New Georgia Aviation Museum to include a Charter School

Feb. 22, 2007
Organizers say they especially hope to attract girls and minorities, two groups that have been largely overlooked in the engineering, science and aviation fields.

A charter school geared toward middle school students interested in science, math, technology and engineering is set to be built alongside a new aviation museum in Marietta.

A group that comprises community, business, political and education leaders plans to build the Aviation Museum at Marietta and its companion charter school on 15.5 acres of Air Force property organizers have subleased from Cobb County. The site is near Lockheed Martin Aeronautical Co. and Dobbins Air Reserve Base on South Cobb Drive and Atlanta Road.

A school attached to a museum is an idea that has "caught fire," said museum board member Harold Barnett, former superintendent of Marietta City Schools.

He said organizers are preparing to go before the Cobb County school board in six to nine months to seek a charter to open the school, which would serve 350 Cobb County students. Fund-raising has begun for the school and the museum, which already has a staff of four that is operating out of temporary quarters on Roswell Road in Marietta. It will take about $14.5 million to build the museum. The school will cost another $8 million, he said.

Charter schools operate outside many state and local rules in order to be innovative. Parents and local educators make decisions about spending, curriculum, hiring and other issues. Georgia has 58 charter schools, serving less than 2 percent of the state's 1.5 million students.

Organizers say they especially hope to attract girls and minorities, two groups that have been largely overlooked in the engineering, science and aviation fields.

"We lose of lot of interest among them in the middle grades," Barnett said.

Students would be able to make good use of the museum's proposed interactive, problem-solving exhibits related to flight, Barnett said.

The school and museum are both targeted to open in 2009. The museum would display planes built in Marietta --- from the B-29 bomber in 1943 to the massive C-130 transport and sleek F/A-22 Raptor --- and would take a look at the impact airplane production has had on Cobb County.

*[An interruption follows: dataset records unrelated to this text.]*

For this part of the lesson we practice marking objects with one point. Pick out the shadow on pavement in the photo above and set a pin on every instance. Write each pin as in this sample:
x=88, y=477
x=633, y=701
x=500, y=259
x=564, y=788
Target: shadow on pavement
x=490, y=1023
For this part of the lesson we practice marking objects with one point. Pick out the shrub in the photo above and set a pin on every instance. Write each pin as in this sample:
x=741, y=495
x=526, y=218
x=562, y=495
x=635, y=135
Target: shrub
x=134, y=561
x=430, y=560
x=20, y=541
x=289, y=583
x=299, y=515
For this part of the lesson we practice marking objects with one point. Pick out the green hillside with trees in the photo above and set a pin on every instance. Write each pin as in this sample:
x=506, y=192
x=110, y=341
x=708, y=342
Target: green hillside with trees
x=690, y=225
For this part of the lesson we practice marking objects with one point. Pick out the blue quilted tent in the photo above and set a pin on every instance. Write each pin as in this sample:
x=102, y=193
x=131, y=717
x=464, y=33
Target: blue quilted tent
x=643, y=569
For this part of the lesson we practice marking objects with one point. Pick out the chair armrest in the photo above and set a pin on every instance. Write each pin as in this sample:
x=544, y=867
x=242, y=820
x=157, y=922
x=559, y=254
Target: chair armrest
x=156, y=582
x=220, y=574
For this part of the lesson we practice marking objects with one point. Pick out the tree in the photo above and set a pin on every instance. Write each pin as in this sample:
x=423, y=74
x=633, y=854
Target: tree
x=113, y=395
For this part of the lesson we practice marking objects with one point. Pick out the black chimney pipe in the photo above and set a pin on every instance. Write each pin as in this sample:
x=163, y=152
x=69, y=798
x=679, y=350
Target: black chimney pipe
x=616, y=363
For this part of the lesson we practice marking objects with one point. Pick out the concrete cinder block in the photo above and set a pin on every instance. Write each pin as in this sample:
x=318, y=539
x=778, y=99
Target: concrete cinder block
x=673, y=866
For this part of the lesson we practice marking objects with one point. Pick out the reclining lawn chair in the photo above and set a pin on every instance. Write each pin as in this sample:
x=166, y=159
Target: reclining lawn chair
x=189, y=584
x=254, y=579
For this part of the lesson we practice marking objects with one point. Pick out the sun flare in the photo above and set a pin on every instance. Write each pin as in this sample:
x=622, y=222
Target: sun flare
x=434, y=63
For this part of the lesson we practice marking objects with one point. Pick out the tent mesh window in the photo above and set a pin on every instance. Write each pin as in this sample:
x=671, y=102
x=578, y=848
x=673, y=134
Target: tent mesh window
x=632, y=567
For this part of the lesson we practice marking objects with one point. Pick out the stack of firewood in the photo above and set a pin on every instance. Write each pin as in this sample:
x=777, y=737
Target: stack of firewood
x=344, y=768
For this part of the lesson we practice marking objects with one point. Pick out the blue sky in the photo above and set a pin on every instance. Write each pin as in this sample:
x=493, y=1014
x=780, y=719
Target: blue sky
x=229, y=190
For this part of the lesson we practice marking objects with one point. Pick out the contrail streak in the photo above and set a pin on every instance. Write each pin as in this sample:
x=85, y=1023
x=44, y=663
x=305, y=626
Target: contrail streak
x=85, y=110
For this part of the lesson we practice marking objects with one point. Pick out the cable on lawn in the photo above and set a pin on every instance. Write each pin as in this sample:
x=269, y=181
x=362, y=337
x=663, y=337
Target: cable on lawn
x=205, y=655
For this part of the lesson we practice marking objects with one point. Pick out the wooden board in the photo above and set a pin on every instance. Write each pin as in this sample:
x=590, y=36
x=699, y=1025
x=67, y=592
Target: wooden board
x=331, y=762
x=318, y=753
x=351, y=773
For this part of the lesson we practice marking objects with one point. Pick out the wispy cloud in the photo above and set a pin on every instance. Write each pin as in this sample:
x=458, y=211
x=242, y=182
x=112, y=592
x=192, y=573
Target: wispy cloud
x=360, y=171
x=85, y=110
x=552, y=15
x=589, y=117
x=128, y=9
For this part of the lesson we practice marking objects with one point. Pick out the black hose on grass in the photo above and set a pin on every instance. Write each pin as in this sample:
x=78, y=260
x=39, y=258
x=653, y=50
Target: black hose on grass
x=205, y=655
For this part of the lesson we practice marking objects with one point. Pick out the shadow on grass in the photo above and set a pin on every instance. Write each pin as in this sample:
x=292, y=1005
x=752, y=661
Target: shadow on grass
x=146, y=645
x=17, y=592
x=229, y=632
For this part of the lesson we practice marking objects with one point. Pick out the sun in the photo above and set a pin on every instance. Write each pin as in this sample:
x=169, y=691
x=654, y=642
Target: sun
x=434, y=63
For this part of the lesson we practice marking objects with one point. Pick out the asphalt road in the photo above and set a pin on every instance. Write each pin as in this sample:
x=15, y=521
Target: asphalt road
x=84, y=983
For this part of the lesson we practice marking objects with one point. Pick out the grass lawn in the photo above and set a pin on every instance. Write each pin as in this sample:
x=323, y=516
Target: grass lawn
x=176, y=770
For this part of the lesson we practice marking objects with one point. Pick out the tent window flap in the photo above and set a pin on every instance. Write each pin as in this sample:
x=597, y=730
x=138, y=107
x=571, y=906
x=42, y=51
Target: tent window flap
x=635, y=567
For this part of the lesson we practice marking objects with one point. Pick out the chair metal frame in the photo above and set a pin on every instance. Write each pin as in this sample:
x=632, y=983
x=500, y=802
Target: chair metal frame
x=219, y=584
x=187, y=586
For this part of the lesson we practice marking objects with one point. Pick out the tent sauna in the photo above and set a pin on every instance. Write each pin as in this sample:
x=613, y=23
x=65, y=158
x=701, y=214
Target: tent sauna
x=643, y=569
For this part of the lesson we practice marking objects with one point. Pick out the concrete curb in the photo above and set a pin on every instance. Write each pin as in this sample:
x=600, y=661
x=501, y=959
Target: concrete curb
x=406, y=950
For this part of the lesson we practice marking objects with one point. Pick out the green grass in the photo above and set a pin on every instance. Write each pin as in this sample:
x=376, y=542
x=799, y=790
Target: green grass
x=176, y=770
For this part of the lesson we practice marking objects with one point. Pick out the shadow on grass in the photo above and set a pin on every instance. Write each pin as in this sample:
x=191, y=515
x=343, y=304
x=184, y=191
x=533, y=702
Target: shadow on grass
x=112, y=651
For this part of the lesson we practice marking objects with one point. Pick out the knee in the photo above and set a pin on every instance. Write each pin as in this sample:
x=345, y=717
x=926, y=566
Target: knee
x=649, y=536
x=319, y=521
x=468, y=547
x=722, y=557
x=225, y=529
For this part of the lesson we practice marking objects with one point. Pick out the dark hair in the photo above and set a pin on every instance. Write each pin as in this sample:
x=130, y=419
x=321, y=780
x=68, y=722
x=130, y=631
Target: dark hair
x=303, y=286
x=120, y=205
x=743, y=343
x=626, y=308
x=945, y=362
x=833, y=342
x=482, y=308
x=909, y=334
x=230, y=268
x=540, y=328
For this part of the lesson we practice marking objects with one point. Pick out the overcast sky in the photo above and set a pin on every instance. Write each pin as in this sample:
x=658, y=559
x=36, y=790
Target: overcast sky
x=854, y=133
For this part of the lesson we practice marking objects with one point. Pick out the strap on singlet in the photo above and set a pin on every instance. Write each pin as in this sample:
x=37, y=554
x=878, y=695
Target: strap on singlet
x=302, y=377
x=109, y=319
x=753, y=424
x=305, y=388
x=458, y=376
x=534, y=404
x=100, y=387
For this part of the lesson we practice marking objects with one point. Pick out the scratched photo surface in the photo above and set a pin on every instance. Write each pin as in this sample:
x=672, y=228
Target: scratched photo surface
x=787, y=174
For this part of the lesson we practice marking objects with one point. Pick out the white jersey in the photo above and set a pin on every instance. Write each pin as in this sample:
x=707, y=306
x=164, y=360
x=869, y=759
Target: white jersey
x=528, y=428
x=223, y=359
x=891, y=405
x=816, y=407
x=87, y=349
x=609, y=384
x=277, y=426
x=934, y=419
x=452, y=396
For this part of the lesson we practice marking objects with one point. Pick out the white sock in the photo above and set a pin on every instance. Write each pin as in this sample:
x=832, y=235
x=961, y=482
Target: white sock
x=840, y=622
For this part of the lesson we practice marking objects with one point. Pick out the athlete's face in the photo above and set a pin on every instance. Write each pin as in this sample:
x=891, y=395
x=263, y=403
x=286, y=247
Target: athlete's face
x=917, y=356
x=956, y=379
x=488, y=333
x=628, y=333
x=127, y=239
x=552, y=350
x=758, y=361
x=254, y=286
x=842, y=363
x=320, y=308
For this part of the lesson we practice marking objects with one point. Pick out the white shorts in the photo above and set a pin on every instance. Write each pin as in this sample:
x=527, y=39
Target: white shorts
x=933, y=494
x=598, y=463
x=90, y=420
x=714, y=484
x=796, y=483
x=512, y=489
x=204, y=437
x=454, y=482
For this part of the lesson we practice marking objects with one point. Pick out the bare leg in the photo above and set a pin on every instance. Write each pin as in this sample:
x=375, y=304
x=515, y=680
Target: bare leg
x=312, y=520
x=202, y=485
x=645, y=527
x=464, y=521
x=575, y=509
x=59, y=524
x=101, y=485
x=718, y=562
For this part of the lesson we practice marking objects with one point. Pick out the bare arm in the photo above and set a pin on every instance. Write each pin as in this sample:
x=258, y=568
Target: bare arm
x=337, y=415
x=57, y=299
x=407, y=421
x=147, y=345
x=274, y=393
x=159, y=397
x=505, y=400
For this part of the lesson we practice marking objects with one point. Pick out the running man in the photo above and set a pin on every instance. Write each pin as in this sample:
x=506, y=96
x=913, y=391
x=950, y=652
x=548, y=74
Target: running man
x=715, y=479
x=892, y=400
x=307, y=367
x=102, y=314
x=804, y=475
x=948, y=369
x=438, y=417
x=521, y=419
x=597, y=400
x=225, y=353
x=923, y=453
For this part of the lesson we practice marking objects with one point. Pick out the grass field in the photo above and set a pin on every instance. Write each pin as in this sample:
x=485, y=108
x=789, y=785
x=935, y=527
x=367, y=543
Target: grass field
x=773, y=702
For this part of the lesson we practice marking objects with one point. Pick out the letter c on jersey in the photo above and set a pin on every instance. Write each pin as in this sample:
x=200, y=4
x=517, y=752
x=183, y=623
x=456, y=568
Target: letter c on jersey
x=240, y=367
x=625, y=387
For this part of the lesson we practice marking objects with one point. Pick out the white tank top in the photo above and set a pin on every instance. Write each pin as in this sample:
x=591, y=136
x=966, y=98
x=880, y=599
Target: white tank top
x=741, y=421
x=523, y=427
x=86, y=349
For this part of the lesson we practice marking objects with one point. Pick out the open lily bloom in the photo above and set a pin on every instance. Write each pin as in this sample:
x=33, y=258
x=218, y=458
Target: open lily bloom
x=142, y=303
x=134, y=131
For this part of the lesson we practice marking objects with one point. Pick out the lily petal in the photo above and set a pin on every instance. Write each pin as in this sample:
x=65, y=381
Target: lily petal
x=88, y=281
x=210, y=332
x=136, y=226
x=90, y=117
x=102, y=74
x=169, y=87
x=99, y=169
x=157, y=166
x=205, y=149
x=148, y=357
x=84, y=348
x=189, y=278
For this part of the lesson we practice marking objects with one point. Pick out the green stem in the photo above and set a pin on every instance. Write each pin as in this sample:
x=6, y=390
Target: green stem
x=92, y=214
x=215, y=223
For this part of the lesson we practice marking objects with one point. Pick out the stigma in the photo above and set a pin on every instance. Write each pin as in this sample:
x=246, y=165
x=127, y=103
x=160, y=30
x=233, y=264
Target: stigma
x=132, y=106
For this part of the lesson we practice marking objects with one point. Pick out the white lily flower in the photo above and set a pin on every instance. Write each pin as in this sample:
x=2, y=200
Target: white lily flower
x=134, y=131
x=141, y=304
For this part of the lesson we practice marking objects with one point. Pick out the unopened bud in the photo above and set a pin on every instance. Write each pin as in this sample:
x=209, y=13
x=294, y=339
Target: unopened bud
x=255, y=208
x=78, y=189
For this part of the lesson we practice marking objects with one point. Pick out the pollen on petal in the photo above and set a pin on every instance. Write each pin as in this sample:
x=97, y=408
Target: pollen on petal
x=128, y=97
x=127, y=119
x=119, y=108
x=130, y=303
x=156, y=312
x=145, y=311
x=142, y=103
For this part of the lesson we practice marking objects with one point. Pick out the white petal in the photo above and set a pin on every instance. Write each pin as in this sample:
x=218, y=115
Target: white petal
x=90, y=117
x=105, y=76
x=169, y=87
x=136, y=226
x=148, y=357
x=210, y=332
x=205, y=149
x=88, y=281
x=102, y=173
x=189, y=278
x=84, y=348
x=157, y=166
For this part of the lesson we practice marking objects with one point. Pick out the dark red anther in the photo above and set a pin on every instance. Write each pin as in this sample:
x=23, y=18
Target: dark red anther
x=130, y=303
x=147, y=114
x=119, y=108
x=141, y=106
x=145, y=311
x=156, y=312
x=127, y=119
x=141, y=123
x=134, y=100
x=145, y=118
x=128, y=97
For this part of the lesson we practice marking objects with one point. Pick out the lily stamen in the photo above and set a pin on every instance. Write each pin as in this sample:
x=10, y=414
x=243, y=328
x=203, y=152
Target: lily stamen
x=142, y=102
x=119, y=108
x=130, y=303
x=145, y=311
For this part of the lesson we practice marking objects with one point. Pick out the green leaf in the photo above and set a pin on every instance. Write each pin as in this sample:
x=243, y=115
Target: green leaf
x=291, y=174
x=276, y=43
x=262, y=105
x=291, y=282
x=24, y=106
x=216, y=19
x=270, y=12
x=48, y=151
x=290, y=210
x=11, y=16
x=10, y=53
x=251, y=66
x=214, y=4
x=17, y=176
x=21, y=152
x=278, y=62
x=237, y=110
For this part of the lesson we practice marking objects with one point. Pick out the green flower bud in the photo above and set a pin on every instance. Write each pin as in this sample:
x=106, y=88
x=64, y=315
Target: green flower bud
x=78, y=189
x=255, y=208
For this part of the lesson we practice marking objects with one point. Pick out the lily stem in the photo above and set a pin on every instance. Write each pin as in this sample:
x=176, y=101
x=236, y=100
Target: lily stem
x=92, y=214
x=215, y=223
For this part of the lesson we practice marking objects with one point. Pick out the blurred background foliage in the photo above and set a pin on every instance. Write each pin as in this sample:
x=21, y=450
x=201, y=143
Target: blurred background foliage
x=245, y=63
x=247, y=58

Organizers envision visitors enjoying hands-on exhibits that would challenge them to think critically and problem solve. Exhibits would deal with how flight works, for instance, said the museum's education director Frank Butler, former vice chancellor of academic affairs for the state Board of Regents. The exhibits are still evolving as organizers and supporters brainstorm concepts.

Only a handful of museums across the country operate charter schools, said John Ayers, vice president for communications for the Chicago-based National Association of Charter School Authorizers, which oversees the nation's 4,000 charter schools. Ayers cites the Henry Ford Academy charter school on the campus of the Henry Ford Museum & Greenfield Village in Dearborn, Mich., as an example of a museum-charter school partnership that is a model for education reform, he said.

Also well known is the Museum School, a charter operated by the Children's Museum in San Diego, and the Genesee Community Charter School in Rochester, N.Y., which is on the campus of the Rochester Museum and Science Center --- where students take advantage of the museum's exhibits and collections, its planetarium and nature center.

"I've been surprised that more museums aren't stepping into the charter school realm," Ayers said. "Museums do a lot of education. It's a great fit."

Aviation Museum leaders have talked with private charter school operator Imagine Schools Inc. about running the new aviation charter school.

Imagine operates a charter school in Marietta and another in Kennesaw and plans to open two more --- one in Smyrna and another in Mableton --- in the fall. But museum officials say they are leaning toward operating the charter school themselves under the oversight of the county school board.

The charter school's board of directors would be drawn from members of the museum board and from parents who would hire the principal and assistant principal. Cobb school board member Betty Gray said she is enthused about a museum-sponsored aviation charter school. "It would be an ideal situation, especially to give girls and minorities more exposure to aviation and engineering."